Conventionally, histamine and serotonin had been the paradigm for in vivo modeling of pruritoceptive itch, but other substances such as prostaglandins, neuropeptides, interleukin-31, and proteases have been involved in the itch field.
In addition, bacteria and bacterial products reach the periapical area in cases with pulp necrosis or unsuccessful endodontic treatments. Acute or chronic inflammatory response is formed. Immuno-cells in the chronic periapical inflammation produce a number of chemicals necessary for the inflammatory process. These chemicals include histamine and serotonin; Which are responsible for hypersensitivity reactions [19,20]. Furthermore, both interleukin-31 and prostaglandins are produced during the inflammatory process. As a result, the periapical area of failed endodontically-treated teeth or teeth with necrotic pulp contains many substances that may induce itch in the nerve in the periapical area. Perhaps, the inflammatory process is not so acute to produce pain.

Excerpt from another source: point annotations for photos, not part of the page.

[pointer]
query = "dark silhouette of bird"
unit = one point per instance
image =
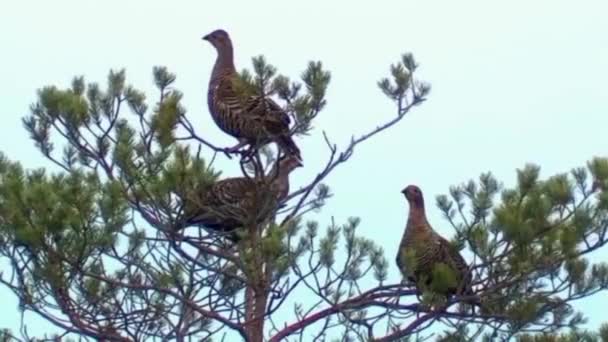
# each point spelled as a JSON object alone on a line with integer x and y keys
{"x": 422, "y": 250}
{"x": 254, "y": 120}
{"x": 238, "y": 202}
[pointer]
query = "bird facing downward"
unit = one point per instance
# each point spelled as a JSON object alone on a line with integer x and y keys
{"x": 252, "y": 119}
{"x": 422, "y": 250}
{"x": 237, "y": 202}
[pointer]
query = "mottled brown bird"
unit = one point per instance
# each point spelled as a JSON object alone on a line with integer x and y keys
{"x": 423, "y": 249}
{"x": 255, "y": 120}
{"x": 236, "y": 202}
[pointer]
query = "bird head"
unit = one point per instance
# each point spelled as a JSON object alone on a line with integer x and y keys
{"x": 413, "y": 194}
{"x": 219, "y": 39}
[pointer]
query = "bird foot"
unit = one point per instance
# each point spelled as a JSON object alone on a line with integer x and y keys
{"x": 236, "y": 149}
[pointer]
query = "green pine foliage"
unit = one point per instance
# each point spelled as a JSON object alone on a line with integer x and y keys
{"x": 99, "y": 245}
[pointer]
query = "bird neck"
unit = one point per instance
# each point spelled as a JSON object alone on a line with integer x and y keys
{"x": 224, "y": 64}
{"x": 417, "y": 216}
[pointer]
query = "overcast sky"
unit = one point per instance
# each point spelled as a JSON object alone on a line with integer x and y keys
{"x": 513, "y": 82}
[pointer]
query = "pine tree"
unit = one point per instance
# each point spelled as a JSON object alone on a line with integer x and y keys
{"x": 96, "y": 246}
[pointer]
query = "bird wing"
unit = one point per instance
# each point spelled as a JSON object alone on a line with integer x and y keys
{"x": 229, "y": 191}
{"x": 225, "y": 97}
{"x": 453, "y": 258}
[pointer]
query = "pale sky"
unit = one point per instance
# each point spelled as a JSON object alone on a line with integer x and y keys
{"x": 513, "y": 82}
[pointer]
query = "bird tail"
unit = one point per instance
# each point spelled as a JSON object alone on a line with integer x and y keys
{"x": 288, "y": 145}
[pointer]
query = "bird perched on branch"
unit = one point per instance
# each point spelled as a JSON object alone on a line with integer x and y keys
{"x": 255, "y": 120}
{"x": 425, "y": 255}
{"x": 238, "y": 202}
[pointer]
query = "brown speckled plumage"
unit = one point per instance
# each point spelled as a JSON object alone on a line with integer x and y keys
{"x": 239, "y": 201}
{"x": 254, "y": 120}
{"x": 429, "y": 248}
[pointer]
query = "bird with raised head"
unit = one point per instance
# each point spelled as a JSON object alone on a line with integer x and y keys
{"x": 253, "y": 119}
{"x": 238, "y": 202}
{"x": 422, "y": 250}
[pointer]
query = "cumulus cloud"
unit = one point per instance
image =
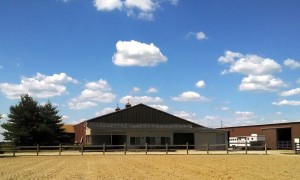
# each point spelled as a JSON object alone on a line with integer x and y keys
{"x": 200, "y": 84}
{"x": 292, "y": 64}
{"x": 291, "y": 92}
{"x": 136, "y": 89}
{"x": 105, "y": 111}
{"x": 140, "y": 99}
{"x": 286, "y": 103}
{"x": 261, "y": 83}
{"x": 249, "y": 64}
{"x": 200, "y": 36}
{"x": 152, "y": 90}
{"x": 141, "y": 9}
{"x": 244, "y": 115}
{"x": 94, "y": 93}
{"x": 39, "y": 86}
{"x": 185, "y": 115}
{"x": 190, "y": 96}
{"x": 259, "y": 71}
{"x": 133, "y": 53}
{"x": 197, "y": 35}
{"x": 160, "y": 107}
{"x": 108, "y": 5}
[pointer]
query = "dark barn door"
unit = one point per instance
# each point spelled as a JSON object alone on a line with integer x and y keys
{"x": 118, "y": 139}
{"x": 284, "y": 138}
{"x": 183, "y": 138}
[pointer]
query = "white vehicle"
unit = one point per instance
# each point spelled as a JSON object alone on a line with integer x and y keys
{"x": 251, "y": 141}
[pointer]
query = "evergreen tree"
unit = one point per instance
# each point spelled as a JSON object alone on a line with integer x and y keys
{"x": 30, "y": 123}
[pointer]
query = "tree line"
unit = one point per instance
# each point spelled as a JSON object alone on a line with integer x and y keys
{"x": 30, "y": 123}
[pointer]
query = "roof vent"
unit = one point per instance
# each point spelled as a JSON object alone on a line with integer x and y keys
{"x": 128, "y": 104}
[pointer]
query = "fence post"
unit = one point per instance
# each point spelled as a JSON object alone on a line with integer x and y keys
{"x": 266, "y": 151}
{"x": 37, "y": 149}
{"x": 207, "y": 149}
{"x": 146, "y": 148}
{"x": 14, "y": 150}
{"x": 60, "y": 149}
{"x": 226, "y": 146}
{"x": 167, "y": 148}
{"x": 125, "y": 148}
{"x": 187, "y": 147}
{"x": 103, "y": 148}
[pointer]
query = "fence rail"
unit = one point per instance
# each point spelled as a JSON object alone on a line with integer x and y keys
{"x": 129, "y": 149}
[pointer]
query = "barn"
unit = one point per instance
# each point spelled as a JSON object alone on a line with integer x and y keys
{"x": 278, "y": 136}
{"x": 140, "y": 124}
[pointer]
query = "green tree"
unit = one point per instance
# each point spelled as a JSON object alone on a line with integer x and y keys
{"x": 30, "y": 123}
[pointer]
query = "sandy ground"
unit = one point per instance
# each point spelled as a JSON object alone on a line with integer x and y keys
{"x": 151, "y": 167}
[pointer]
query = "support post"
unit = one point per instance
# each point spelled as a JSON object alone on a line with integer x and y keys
{"x": 207, "y": 149}
{"x": 187, "y": 147}
{"x": 60, "y": 149}
{"x": 37, "y": 149}
{"x": 146, "y": 148}
{"x": 226, "y": 146}
{"x": 167, "y": 148}
{"x": 125, "y": 147}
{"x": 266, "y": 150}
{"x": 14, "y": 150}
{"x": 103, "y": 148}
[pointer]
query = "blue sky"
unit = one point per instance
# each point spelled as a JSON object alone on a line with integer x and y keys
{"x": 207, "y": 61}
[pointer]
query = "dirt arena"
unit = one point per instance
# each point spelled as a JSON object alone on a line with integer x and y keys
{"x": 151, "y": 167}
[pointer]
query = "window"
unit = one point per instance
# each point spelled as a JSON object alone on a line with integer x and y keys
{"x": 135, "y": 140}
{"x": 165, "y": 140}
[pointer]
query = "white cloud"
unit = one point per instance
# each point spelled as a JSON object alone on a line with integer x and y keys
{"x": 101, "y": 85}
{"x": 95, "y": 92}
{"x": 108, "y": 5}
{"x": 133, "y": 53}
{"x": 152, "y": 90}
{"x": 79, "y": 104}
{"x": 244, "y": 115}
{"x": 280, "y": 121}
{"x": 185, "y": 115}
{"x": 249, "y": 64}
{"x": 39, "y": 86}
{"x": 200, "y": 36}
{"x": 64, "y": 117}
{"x": 292, "y": 64}
{"x": 140, "y": 99}
{"x": 141, "y": 9}
{"x": 224, "y": 108}
{"x": 291, "y": 92}
{"x": 287, "y": 103}
{"x": 261, "y": 83}
{"x": 105, "y": 111}
{"x": 200, "y": 84}
{"x": 160, "y": 107}
{"x": 142, "y": 5}
{"x": 136, "y": 89}
{"x": 190, "y": 96}
{"x": 174, "y": 2}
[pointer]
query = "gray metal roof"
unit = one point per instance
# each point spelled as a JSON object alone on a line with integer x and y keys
{"x": 142, "y": 114}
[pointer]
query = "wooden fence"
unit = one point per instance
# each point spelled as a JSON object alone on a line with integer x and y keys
{"x": 132, "y": 149}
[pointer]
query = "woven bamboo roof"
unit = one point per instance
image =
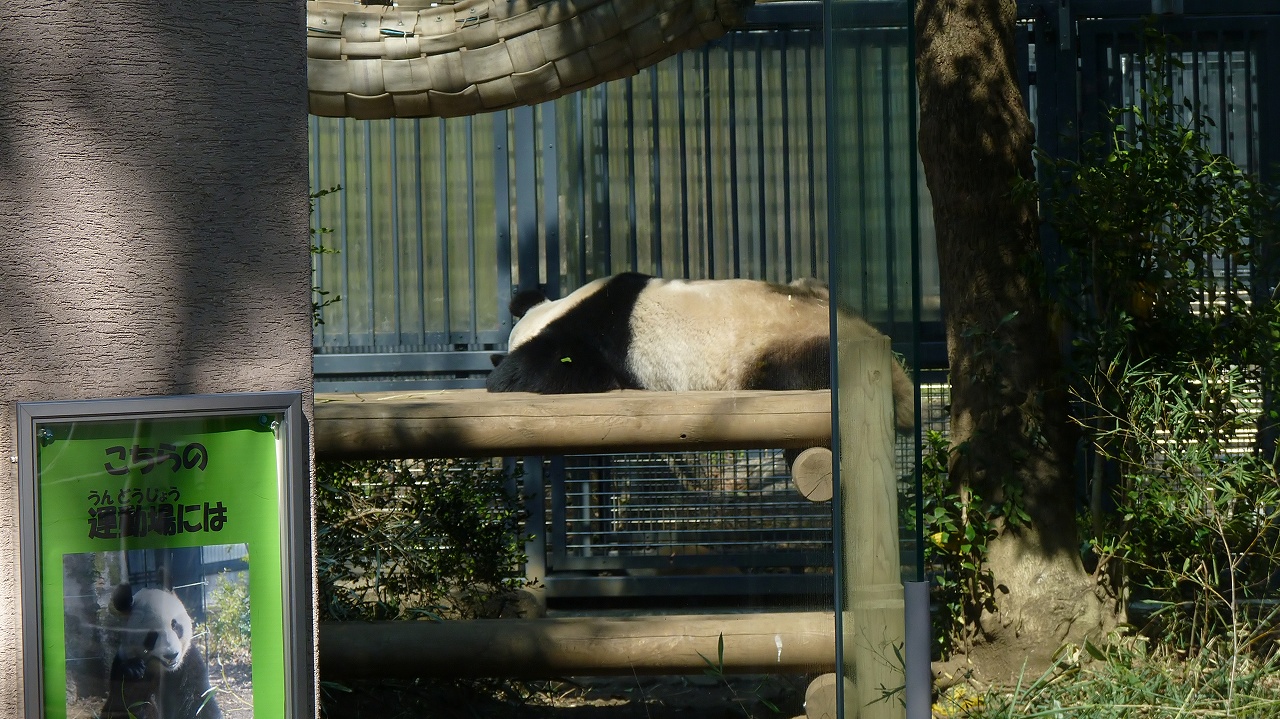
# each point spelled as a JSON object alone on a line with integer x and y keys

Accordingly, some of the histamine and serotonin produced in the inflamed area may reach the gingiva. Alternatively, due to the fact that the gingiva has the same sensory branches of the nearby tooth, perhaps the itch sense (originated from the periapical area) may be felt as it were originated from the nearby gingiva. This may explain the reasons for behind the gingival itching among the cases of the current report.
If the root filling looks radiographically unsatisfactory but is successful, then it would be beneficial to further monitor this given that the quality of shaping and obturation of the canals are not the only determining features of endodontic success, though they may be the only features presented on an endodontic radiograph [14]. This was confirmed in other studies, which found that in teeth without cultivable bacteria at the time of filling, the root filing status, whether filled adequately or not, had no impact on the outcome [21,22]. The later however cannot be evaluated routinely in the clinical practice.
The abovementioned cases showed that gingival itching around an endodontically-treated tooth may be a symptom of pulp necrosis or unsuccessful endodontic therapy. Further studies are highly needed to validate this finding, which might be an important symptom for decision-making regarding the need for redoing the endodontic therapy. In conclusion, itching gingiva may be an early sign of pre-inflammatory pulp necrosis or unsuccessful endodontic treatment as shown in the four cases included in the present report.